The Milford Track is a four day tramping route through one of the most spectacular parts of Fjordland. Starting at the northern end of Lake Te Anau, it follows the Clinton and Arthur Valleys to end up at Sandfly Point at Milford Sound, 53.5km further. To continue to Arthur Valley after reaching the head of the Clinton Valley, walkers have to climb the MacKinnon Pass, named after the explorer who was one of the first Europeans to reach this remote area late in the 19th century. Tourists were walking the track within several years of MacKinnon's discoveries and the walk quickly gained a reputation as 'the finest walk in the world'.

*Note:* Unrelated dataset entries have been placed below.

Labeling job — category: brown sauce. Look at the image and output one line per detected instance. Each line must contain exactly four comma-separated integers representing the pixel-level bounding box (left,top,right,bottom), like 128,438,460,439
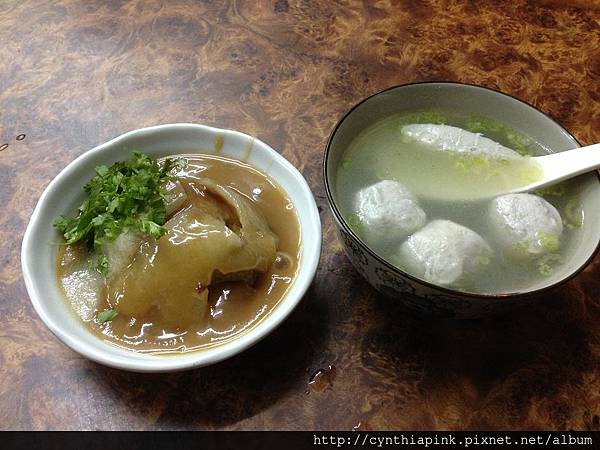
57,155,300,354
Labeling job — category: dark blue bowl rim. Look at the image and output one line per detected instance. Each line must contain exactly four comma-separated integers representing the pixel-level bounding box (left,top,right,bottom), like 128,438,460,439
323,81,600,300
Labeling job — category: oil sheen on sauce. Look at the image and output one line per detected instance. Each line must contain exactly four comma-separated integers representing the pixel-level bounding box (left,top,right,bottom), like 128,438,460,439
57,155,300,354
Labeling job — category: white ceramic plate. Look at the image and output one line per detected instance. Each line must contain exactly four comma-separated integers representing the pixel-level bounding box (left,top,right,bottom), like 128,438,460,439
21,124,321,372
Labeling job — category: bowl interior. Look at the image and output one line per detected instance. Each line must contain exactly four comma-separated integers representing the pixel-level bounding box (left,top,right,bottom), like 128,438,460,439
22,124,321,371
325,82,600,295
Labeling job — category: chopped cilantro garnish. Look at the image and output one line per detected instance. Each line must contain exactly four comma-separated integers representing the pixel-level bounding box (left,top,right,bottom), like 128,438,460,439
346,214,362,233
96,309,119,323
538,231,560,253
54,152,181,276
536,253,563,277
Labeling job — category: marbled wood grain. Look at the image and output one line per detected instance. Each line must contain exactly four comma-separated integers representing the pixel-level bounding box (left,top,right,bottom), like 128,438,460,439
0,0,600,429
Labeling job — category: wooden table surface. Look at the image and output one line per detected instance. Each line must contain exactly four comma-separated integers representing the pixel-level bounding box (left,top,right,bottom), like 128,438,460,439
0,0,600,430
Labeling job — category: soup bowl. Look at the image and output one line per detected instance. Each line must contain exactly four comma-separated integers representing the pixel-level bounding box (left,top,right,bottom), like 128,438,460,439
323,82,600,318
21,124,321,372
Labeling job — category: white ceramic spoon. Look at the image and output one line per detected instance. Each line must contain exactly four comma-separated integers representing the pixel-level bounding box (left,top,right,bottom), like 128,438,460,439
510,144,600,193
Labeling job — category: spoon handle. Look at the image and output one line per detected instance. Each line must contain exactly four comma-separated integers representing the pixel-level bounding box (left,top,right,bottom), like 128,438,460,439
535,144,600,185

The unique geological properties of Fjordland give the area a stupendously spectacular look, with valleys carved by glaciers and sheer granite cliffs rising more than 1000m on either side of the path. Water flows quickly, and the abundant rain (Fjordland gets between 7-10m rain each year) can turn gentle alpine rivers in raging torrents in minutes and create hundreds of waterfalls where there were none before. Walkers are advised to bring water-proof everything and that they should count on 2 to 3 days of full rain while on the track. Somehow however, I have defied all odds by continuing my dry streak (I had four days of sunshine on the Routeburn Track and a blue sky over Milford Sound3 years earlier) with again four days of beautiful blue skies and temperatures up to 30ºC (high 80s in F). On the fourth day clouds started to form slowly, only to give me a dramatic looking (but dry!) finish at Milford Sound.
To give an idea of the truly staggering amounts of rain that can fall here: in only the first 10 days of January 2009, over 1 meter of water came down from the heavens. That is almost twice as much as my home country the Netherlands (where a favourite pastime is complaining about our lousy wet climate) gets in an entire year.